As many of my long-time readers know, I have been working on my very own Happiness Project, adapted from Gretchen Rubin’s best-selling book (you can read my review of the book here). A few months ago, Rubin published her second happiness project book, Happier at Home where she concentrated on a number of projects within her own household.
While this second book didn’t hold the same meaning for me that the first did (probably because I’m not in a place in my life where I need it as much), I did get several great ideas for small projects of my own. First and foremost, I want to update my Happiness Binder (which I have done and will reveal here soon). Overall, I enjoyed the book and reading about Ms. Rubin’s projects—there’s always something to be learned from other people’s revelations and outlooks on life.
So here are a few things that are discussed in the book and my take on them:
- The book starts off with this quote: "The true secret of happiness lies in the taking a genuine interest in all the details of daily life." - William Morris, "The Aims of Art." I find this to be very true. Many of us rely on the comforts of routine, whether because it makes us feel more in control or simply because it allows us to (more) easily accomplish the everyday tasks. But those tasks don’t need to be mundane. They can be fun and enjoyable if we let them be.

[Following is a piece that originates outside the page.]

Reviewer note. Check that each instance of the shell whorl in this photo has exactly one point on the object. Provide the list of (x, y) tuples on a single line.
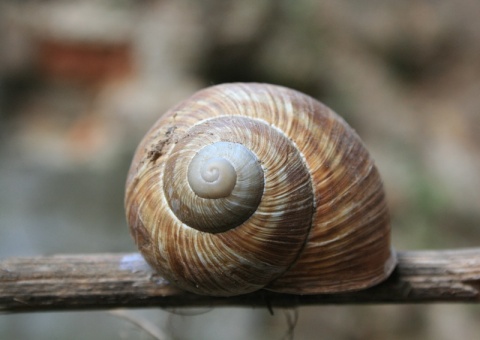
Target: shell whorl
[(297, 204)]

- She talks about how research is really “mesearch” and that the best way to learn about a subject is to write a book about it. Sadly, I am not going to undertake that kind of project at this point, but I can definitely relate to her point that worrying about and getting agitated by the little annoyances in life, despite how happy you are, is simply not worth the energy. I find this particularly difficult to overcome—too often I find myself annoyed by the little things I have absolutely no control over. So why do I let them get to me?

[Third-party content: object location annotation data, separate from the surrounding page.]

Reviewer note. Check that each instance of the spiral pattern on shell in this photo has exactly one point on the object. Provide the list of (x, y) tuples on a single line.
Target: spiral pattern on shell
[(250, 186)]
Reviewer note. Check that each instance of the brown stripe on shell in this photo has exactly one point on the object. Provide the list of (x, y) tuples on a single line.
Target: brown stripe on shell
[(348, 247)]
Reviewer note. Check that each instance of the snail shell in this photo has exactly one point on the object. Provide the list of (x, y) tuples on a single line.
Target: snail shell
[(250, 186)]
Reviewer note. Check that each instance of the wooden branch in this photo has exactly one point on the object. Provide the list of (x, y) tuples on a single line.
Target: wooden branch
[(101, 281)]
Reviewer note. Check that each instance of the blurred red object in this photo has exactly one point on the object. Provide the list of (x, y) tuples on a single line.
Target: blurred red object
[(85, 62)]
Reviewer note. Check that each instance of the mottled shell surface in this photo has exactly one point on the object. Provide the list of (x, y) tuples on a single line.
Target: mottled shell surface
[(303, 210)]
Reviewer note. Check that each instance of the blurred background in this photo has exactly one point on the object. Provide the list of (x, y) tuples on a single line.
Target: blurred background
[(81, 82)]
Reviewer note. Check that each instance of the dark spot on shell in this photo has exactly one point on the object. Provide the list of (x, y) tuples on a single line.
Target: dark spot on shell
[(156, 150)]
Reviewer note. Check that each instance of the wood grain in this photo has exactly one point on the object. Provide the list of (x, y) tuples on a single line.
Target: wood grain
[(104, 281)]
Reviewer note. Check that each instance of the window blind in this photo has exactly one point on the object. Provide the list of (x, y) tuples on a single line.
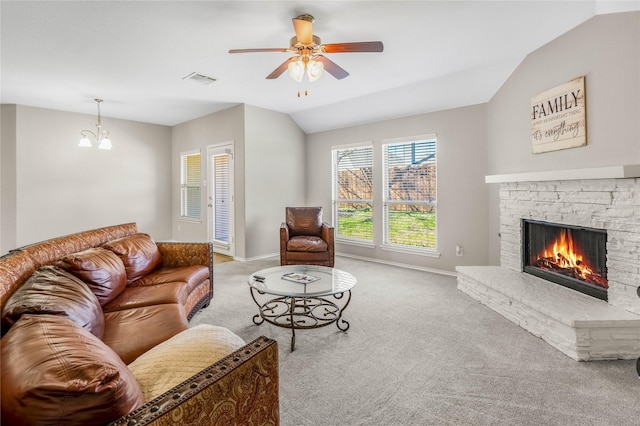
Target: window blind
[(410, 194), (190, 196), (353, 192)]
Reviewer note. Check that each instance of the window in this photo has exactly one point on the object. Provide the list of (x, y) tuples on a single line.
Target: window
[(353, 193), (190, 185), (409, 193)]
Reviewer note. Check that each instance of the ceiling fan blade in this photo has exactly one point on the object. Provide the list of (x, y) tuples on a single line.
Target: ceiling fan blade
[(269, 49), (278, 71), (332, 68), (304, 29), (362, 46)]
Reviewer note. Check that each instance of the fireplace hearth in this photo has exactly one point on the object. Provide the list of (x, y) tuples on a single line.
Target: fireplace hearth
[(571, 256)]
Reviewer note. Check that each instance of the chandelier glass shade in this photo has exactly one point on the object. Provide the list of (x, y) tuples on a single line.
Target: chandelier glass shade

- Ms. Rubin talks about the importance of possessions, how we often feel embarrassed by our enthusiasm for them. She says that buying things, photographing them, cataloging them, writing about them is a way to engage with the world. This was a “eureka” moment for me, and the first thing I thought of was our Philofaxy community. We all share the same general experiences—we love stationery, planners, pens, and no one but those of us within the community understands our love for these things. I wouldn’t say that we are ashamed or embarrassed by our love, but I know that I often feel odd for telling people, simply because they don’t understand. But here, we can talk with each other about it, get feedback and opinions, makes friends, and share a common bond not only for our planner love, but beyond that as well. And I think that’s the point she’s trying to make here—something that can start off as a simple love for something can turn into something great, something that has more meaning than its original intent. She states, “We crave to buy and possess the things we love, even when it's not necessary...Many of the most precious possessions are valuable not because of their cost or prestige, but because of the meanings they contain…My possessions had a powerful influence over the atmosphere of my home, and they contributed to, and reflected, my sense of identity.” I couldn’t agree more.
- She also discusses the idea of wabi sabi, something I had previously written about in relation to my planner obsession.

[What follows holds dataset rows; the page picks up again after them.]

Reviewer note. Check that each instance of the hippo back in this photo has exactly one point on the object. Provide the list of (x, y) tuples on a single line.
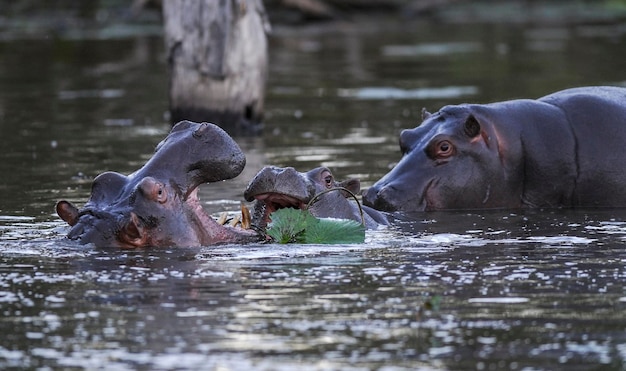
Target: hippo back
[(597, 118)]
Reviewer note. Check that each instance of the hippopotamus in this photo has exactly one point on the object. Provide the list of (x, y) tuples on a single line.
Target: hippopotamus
[(566, 149), (274, 188), (158, 205)]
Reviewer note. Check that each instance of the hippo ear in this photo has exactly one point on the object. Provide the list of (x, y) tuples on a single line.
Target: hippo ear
[(471, 127), (67, 212), (353, 185), (425, 114)]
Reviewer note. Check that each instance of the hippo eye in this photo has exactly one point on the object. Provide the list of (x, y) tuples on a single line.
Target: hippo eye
[(329, 181), (444, 149)]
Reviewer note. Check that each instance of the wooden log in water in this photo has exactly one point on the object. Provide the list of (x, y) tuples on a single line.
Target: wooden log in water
[(217, 56)]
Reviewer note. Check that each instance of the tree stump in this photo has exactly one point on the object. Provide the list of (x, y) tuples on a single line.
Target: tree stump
[(217, 56)]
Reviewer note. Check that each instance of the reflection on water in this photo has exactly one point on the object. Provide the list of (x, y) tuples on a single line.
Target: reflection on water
[(462, 290)]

- One piece of her project was to create a shrine to something she loves. I thought this was a great idea, and one I could easily do myself. And while I might not make a public shrine of my planners, I could certainly think of the space they currently occupy as one.
- Finally, Ms. Rubin discusses how she always creates work for herself; how she feels she “should” be working. I have to admit; I also have the pull to constantly be “working,” which doesn’t mean be at work, but constantly working on some self-imposed project or another. Of course, I do these projects because I enjoy them. But, as she herself stated, I often feel as though someone is forcing me to get something done, as if the clock is constantly ticking and there isn’t enough time to get it all done. The reality though is that I’m the only one forcing anything. This was another “ah-ha” moment for me—as I was studiously typing up notes on everything I had marked in this book (and there were a lot of Post-it flags in that book), I asked myself why. The answer is that I like to take notes on a book where I think I might be able to take something away. But the truth is I very rarely look at those notes again. And while I also wanted to discuss the book here on my blog, I realized that I didn’t need to hash every point that meant something to me. So I stopped. I removed all of the remaining flags from the book, decided to ignore the rest of the points I had marked off, and simply enjoy the book as it was. I didn’t need to take notes on it. Simply knowing what was inside and relating it to how I might be able to use the information in my own life was enough.
And that is where my notes end. Will I take notes on a future book? Probably, especially if I’m trying to learn something specific from it. But I don’t need to do it just because I feel like I should. And that is enough for me.
In essence, while this book gave me ideas of my own little household projects I want to work on, the real value for me was learning and accepting the fact that not everything needs to be turned into work, as much as I may enjoy the process, because really, if I turn every little project into work, it will no longer make me happy and I would no longer enjoy it. And I think that was one of Gretchen Rubin’s points of her entire happiness project.